EKONOMI SYARIAH akhir-akhir ini berkembang pesat. Apalagi, keuangan syariah. Paling tidak, itu tampak dari tiga aspek ini: area perkembangan, institusi, dan produknya.
Dari sisi area, pasar keuangan Islam (syariah) tahun 1970-an hanya ada di Timur Tengah, lalu tahun 1980-an ke Asia. Kini keuangan syariah telah merambah Asia-Pasifik, Amerika, Eropa, Australia, dan pasar global.
Begitu juga dari sisi institusi. Diawali hanya dari bank Islam komersial, kini keuangan syariah sudah merambah ke takaful (asuransi), multifinance, Islamic investment companies, asset management companies, broker/dealer Islamic investment bank, e-commerce, koperasi syariah, dan sebagainya.
Perkembangan luar biasa juga ditunjukkan oleh produk keuangan syariah. Jika dulu hanya ada produk dasar bank komersial, kini produk keuangan syariah sudah beraneka ragam.
Ada gadai syariah, kartu kredit syariah, saham syariah, reksa dana syariah, obligasi syariah, berbagai produk asuransi, dan sebagainya. Di pasar global, ada Islamic asset backed securities, hedge funds, private equity, Islamic derivatives, dan sebagainya.
Tampaknya, ke depan keuangan syariah akan terus berkembang. Pasar yang terus tumbuh membawa konsekuensi munculnya institusi-institusi baru keuangan syariah serta produk-produk keuangan yang makin beragam.
BACA JUGA: Podcast mes-emil: Bank Indonesia Jatim Dorong Pengembangan Ekosistem Ekonomi dan Keuangan Syariah
Seperti keuangan konvensional, keuangan Islam memang juga dituntut menyediakan wadah untuk menampung keinginan dan kebutuhan pasar.
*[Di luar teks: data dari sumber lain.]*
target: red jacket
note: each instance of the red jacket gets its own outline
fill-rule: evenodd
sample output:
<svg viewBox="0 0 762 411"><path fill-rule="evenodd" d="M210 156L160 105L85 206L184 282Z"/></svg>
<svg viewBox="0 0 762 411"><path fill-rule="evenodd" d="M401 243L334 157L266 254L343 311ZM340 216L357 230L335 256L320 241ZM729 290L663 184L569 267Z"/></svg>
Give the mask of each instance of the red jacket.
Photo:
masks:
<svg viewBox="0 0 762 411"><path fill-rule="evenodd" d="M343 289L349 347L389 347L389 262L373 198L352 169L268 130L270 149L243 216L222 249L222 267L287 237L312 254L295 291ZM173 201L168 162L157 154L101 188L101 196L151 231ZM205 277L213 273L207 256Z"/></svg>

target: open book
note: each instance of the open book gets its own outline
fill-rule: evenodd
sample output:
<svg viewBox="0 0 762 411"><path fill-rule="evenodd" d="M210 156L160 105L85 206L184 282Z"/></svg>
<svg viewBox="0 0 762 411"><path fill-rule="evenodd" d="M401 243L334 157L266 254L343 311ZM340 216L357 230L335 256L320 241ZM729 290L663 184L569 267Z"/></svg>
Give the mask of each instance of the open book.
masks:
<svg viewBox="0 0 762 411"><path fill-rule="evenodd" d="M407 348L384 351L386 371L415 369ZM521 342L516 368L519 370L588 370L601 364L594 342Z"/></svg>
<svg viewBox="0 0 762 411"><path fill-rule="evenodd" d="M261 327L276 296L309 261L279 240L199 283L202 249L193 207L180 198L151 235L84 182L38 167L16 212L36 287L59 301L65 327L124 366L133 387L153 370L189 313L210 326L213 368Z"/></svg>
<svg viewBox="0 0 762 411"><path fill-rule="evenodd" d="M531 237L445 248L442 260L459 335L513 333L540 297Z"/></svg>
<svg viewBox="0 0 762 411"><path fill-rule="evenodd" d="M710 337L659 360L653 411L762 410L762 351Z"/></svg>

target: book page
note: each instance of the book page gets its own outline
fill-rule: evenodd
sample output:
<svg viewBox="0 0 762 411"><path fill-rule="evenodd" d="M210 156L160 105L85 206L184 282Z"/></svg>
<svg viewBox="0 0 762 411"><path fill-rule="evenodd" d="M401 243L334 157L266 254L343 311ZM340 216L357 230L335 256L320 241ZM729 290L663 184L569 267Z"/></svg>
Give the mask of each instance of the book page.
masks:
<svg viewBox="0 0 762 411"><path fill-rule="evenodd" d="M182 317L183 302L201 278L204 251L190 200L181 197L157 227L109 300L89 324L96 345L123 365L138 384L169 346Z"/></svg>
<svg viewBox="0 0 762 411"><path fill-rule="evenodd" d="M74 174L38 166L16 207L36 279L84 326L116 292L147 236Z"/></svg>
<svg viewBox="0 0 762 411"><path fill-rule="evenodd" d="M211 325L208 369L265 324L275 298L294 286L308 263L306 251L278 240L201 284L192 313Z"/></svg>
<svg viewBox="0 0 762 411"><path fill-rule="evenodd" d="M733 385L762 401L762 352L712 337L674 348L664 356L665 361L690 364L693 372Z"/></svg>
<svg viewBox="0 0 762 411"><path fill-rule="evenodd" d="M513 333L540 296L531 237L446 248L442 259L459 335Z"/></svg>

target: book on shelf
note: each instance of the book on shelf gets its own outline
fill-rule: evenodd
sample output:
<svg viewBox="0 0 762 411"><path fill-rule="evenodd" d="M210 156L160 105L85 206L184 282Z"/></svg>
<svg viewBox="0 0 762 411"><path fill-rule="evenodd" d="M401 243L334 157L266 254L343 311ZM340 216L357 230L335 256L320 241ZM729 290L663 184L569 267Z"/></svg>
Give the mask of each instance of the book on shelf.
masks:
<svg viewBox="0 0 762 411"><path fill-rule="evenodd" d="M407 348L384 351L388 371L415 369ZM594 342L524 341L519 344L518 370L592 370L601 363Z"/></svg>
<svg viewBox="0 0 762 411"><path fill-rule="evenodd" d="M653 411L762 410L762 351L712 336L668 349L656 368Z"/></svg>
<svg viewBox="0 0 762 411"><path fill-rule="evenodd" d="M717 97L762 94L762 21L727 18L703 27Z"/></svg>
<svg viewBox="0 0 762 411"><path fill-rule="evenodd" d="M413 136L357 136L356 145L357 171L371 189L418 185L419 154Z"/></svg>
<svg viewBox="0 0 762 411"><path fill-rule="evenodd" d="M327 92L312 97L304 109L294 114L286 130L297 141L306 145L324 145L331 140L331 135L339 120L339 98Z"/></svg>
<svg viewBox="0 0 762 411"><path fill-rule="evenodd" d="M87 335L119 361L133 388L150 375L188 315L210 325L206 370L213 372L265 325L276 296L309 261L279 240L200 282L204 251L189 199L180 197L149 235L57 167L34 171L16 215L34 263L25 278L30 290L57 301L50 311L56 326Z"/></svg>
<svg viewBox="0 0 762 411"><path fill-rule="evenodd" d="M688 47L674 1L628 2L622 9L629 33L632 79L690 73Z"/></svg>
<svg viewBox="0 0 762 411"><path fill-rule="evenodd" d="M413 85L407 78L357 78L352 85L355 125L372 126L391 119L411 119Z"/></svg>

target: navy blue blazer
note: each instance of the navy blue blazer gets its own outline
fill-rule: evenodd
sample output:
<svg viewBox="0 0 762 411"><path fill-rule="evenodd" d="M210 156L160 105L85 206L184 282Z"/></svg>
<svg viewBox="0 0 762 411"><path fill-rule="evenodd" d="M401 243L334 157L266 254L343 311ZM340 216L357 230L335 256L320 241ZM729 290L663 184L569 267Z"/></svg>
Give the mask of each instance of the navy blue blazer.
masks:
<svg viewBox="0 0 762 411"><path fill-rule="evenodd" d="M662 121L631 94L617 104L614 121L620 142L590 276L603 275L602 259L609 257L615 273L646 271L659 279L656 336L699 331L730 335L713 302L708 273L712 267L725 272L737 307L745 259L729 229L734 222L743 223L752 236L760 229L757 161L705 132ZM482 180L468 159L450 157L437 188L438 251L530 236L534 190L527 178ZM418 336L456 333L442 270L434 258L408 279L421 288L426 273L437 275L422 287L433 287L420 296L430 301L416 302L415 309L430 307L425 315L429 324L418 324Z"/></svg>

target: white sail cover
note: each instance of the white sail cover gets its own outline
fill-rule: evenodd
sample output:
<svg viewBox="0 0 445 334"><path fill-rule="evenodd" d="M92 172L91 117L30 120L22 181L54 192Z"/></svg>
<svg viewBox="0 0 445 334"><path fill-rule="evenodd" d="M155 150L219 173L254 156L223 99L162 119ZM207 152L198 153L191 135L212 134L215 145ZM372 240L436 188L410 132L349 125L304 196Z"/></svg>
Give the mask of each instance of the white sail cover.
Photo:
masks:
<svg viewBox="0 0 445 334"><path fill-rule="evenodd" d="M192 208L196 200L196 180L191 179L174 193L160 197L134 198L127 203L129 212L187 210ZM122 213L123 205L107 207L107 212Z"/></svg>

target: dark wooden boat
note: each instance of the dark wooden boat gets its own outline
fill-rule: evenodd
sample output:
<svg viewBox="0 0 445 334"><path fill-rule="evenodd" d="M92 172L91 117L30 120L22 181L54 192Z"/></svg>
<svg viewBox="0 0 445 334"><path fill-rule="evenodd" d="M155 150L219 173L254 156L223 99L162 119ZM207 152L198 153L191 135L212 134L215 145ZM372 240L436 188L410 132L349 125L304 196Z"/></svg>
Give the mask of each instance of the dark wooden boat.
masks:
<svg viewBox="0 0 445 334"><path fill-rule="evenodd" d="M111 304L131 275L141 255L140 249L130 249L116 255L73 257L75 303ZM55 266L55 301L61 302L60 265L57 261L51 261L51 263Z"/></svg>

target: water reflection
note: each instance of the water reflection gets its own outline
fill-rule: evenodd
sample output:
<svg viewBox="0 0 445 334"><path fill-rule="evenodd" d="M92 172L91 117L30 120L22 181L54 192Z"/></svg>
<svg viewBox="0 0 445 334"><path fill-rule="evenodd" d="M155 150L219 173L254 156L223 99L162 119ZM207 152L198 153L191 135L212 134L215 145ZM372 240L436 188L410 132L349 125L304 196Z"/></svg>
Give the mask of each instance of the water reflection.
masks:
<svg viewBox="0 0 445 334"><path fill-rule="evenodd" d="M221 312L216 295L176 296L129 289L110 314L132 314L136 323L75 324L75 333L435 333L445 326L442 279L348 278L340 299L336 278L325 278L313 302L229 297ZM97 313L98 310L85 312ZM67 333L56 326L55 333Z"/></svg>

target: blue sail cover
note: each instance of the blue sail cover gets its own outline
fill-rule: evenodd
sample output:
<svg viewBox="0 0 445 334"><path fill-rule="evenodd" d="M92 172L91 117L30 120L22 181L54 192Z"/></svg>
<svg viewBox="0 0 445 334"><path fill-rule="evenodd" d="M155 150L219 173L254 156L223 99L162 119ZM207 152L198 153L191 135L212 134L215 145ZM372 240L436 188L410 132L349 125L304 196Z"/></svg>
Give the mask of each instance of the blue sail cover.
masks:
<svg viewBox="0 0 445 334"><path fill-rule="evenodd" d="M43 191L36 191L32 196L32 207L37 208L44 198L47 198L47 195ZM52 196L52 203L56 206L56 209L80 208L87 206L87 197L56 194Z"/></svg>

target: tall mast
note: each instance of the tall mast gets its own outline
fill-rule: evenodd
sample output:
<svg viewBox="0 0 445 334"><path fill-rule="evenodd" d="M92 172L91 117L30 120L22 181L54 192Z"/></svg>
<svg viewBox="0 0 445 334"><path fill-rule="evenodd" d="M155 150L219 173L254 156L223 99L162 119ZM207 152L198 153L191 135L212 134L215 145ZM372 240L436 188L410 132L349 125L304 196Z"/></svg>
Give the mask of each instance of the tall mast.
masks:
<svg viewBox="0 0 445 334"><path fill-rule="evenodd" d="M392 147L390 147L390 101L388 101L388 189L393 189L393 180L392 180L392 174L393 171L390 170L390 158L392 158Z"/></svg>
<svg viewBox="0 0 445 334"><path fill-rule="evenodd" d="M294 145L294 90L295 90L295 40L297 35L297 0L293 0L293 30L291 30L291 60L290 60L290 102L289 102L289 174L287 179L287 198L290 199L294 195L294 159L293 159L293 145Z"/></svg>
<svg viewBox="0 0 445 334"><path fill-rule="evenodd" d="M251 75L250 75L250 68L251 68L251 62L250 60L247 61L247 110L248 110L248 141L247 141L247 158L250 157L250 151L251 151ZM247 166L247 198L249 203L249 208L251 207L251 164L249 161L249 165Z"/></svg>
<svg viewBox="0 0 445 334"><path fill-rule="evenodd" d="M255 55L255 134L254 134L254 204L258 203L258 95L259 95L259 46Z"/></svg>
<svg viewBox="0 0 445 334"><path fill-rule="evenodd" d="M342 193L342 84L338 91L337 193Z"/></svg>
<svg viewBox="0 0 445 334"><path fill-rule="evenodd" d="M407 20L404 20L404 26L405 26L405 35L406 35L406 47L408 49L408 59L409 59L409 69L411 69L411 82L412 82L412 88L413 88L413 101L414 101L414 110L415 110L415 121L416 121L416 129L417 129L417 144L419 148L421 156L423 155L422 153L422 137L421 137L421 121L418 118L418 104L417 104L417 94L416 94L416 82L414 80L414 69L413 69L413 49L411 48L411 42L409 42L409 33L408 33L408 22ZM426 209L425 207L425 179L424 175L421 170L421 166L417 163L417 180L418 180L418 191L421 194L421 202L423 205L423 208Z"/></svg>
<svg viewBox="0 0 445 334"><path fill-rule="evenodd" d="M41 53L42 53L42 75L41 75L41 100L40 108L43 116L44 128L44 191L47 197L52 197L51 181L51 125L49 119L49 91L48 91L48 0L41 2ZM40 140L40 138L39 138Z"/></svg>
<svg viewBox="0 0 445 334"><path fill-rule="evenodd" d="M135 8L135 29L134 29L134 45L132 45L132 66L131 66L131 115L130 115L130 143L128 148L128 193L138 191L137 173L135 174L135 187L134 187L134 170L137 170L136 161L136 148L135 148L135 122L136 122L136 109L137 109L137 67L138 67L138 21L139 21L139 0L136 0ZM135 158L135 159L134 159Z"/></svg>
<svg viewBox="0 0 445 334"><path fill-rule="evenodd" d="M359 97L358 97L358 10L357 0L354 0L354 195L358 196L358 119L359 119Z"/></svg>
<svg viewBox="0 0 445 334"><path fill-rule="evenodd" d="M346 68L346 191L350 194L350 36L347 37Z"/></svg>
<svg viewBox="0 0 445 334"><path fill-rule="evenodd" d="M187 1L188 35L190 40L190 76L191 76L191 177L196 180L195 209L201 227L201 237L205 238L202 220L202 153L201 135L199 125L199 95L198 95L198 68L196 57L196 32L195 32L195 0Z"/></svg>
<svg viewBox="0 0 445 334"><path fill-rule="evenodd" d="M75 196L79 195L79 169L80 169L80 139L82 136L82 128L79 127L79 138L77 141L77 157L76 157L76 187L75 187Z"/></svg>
Meski, tentu, tetap dalam koridor syariah yang membedakannya dengan keuangan konvensional.
Meski perkembangan keuangan syariah sangat pesat, market share keuangan syariah ternyata masih kecil. Paling tidak, di Indonesia. Aset perbankan syariah, misalnya, masih di sekitar 6 persen. Itu pun sudah didorong konversi dua bank konvensional yang punya unit usaha syariah menjadi bank syariah.
Yaitu, bank milik pemerintah daerah Aceh dan Nusa Tenggara Barat. Market syariah pada lembaga keuangan syariah yang lain seperti asuransi, pegadaian, koperasi, dan lainnya tidak jauh beda. Sekitar 5 persen.
Dalam berbagai riset, salah satu penyebab 5 persen trap itu adalah pasar keuangan syariah yang didominasi swing customer. Nasabah yang mudah berpindah-pindah. Dari konvensional ke syariah, lalu ke konvensional lagi.
Mereka memilih layanan keuangan berdasar benefit-nya. Tak penting syariah atau konvensional, yang penting lebih menguntungkan. Dalam berbagai riset, swing customer itu mencapai 80–85 persen.
Syariah loyalis, yakni nasabah yang memilih layanan keuangan karena faktor syariah, ternyata hanya sekitar 20 persen. Itulah nasabah yang memilih layanan keuangan dengan pertimbangan kesyariahan. Memilih yang lebih comply terhadap syariah.
Karena itu, salah satu bank syariah memilih moto ”murni syariah”. Mungkin maksudnya lebih syariah jika dibandingkan dengan bank-bank syariah lain.